Just in, via HuffPo, a federal judge in California has ruled that the state's death penalty system violates the U.S. Constitution's restriction against "cruel and unusual punishments"...
"California's death penalty system is so plagued by inordinate and unpredictable delay that the death sentence is actually carried out against only a trivial few of those sentenced to death," Carney writes. "For all practical purposes then, a sentence of death in California is a sentence of life imprisonment with the remote possibility of death --- a sentence no rational legislature or jury could ever impose."
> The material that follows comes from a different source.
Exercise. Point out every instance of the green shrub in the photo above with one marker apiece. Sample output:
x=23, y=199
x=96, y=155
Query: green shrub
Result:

Carney continues: "Inordinate and unpredictable delay... has resulted in a system in which arbitrary factors, rather than legitimate ones like the nature of the crime or the date of the death sentence, determine whether an individual will actually be executed. And it has resulted in a system that serves no penological purpose. Such a system is unconstitutional."
The story goes on to note that the judge also vacated petitioner Ernest Dwayne Jones' death sentence --- he had been convicted of first-degree murder and sentenced to die in 1995, and that "an analysis by the Los Angeles Times found that the state spent $308 million on each execution." That analysis underscores what critics of the death penalty have long pointed out, that the cost of killing prisoners far outpaces the cost to the state of keeping them imprisoned for life.
UPDATE: MSNBC's Adam Serwer notes that Judge Carney "was nominated to the federal bench in 2002 by President George W. Bush."